Jay Bustard, a Pennsylvania Christmas tree farmer who supplied the White House’s Christmas trees this year stated that, “It takes a tree that has real good genetics and then also it takes some skill. When you prune them, that’s really how you get the shape.”
And, although Pennsylvania may be the home state of the White House Christmas tree, Oregon is the largest producer of Christmas trees in the world. The industry in Oregon earns approximately $110 million in sales annually. The state’s Christmas tree farmers ship six to seven million trees across the globe each year.
Oregon tree farmers have to deal with such a huge volume of trees, they begin harvesting at the end of the summer. This allows the farmers enough time to cut down, prepare and ship the holiday evergreens all across the globe in time for Christmas.
The harvesting process in complex. Farmers must inspect every tree in their fields for unwanted pests and diseases. Interestingly, only about 20% to 30% of a crop’s trees are considered Christmas-tree-worthy. Once those trees are identified, labeled and given the go-ahead for sale, the tree farmers start cutting. Sometimes, a crew will cut more than a thousand trees in just one day.
And, because the process is done on such a large scale, lumberjacks alone cannot work fast enough to chop down and deliver all of these trees by themselves. To help speed up the process, helicopter pilots are hired to airlift huge bundles of trees into trucks.

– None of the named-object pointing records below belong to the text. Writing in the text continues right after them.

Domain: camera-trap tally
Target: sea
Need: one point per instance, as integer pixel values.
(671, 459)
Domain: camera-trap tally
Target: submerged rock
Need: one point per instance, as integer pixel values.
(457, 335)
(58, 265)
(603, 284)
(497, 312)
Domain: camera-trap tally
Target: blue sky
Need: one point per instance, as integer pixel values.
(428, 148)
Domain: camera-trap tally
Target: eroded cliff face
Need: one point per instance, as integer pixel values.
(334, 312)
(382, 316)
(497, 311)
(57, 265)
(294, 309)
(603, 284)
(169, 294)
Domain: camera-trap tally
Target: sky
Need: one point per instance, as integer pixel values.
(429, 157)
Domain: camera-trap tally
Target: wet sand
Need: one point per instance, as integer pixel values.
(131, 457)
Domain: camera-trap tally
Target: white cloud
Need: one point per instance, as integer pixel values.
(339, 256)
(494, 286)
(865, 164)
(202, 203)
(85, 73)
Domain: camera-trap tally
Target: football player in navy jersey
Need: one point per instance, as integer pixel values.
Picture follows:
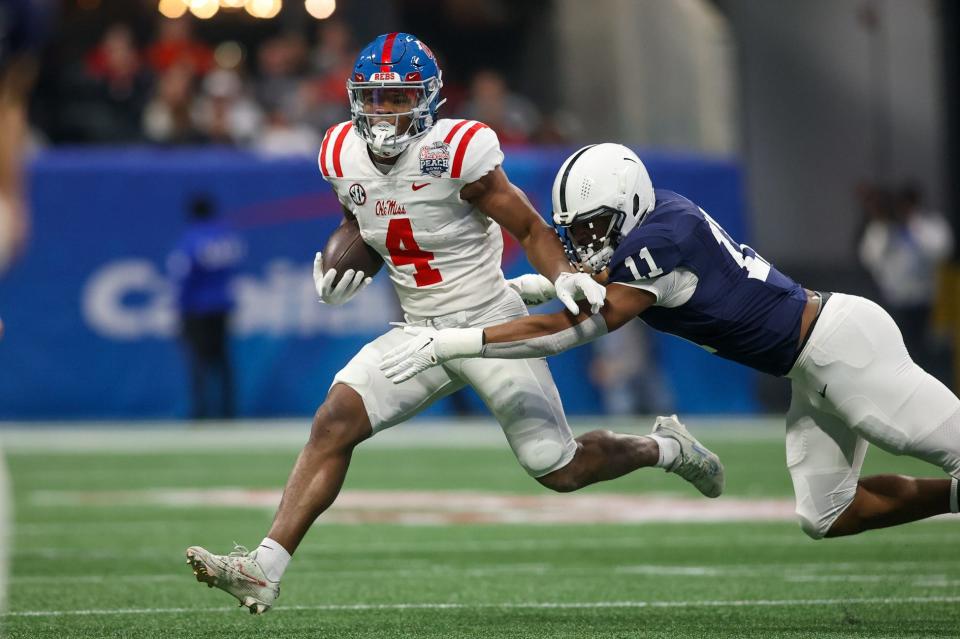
(667, 261)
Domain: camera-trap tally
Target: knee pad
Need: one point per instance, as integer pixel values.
(941, 446)
(810, 527)
(542, 454)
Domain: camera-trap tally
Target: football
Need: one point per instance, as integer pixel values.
(346, 249)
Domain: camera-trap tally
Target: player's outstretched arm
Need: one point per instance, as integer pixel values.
(507, 205)
(527, 337)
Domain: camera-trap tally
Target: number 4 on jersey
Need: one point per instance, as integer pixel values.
(405, 250)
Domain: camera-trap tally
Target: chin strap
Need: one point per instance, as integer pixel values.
(383, 131)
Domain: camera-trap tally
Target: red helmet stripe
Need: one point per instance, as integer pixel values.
(336, 149)
(323, 151)
(462, 148)
(387, 52)
(453, 131)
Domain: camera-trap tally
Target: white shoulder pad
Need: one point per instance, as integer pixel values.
(330, 159)
(474, 150)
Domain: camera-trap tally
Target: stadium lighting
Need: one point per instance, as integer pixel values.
(172, 8)
(321, 9)
(204, 9)
(263, 8)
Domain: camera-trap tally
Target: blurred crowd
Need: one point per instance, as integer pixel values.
(278, 98)
(903, 246)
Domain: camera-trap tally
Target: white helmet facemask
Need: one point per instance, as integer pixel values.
(601, 193)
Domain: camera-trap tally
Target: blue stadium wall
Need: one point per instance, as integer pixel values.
(90, 321)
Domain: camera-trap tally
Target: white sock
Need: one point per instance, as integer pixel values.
(669, 450)
(273, 558)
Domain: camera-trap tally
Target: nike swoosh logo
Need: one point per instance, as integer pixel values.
(259, 582)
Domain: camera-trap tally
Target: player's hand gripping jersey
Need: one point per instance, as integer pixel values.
(710, 290)
(442, 254)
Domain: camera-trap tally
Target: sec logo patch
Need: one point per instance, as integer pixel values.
(358, 194)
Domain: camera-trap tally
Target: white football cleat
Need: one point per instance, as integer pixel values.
(695, 463)
(238, 574)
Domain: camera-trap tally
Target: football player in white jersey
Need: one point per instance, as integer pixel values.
(430, 196)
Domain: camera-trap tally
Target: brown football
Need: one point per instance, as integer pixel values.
(346, 249)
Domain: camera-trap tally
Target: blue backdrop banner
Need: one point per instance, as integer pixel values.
(90, 320)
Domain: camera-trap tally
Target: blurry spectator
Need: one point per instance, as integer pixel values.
(322, 99)
(513, 117)
(167, 118)
(202, 266)
(281, 137)
(121, 87)
(176, 46)
(626, 373)
(225, 115)
(281, 63)
(902, 247)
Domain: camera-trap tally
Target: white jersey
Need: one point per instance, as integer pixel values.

The trucks then trek the trees to processing centers where they are then shipped to distribution centers.
Using helicopter pilots allows farmers to keep the trees fresher for longer since they are shipped and stored in refrigerated containers until they reach the familiar Christmas tree lots found in just about every city. From there, the trees get loaded into minivans and on tops of SUVs in order to reach their final destination – the holiday homes of those who wish to celebrate the season.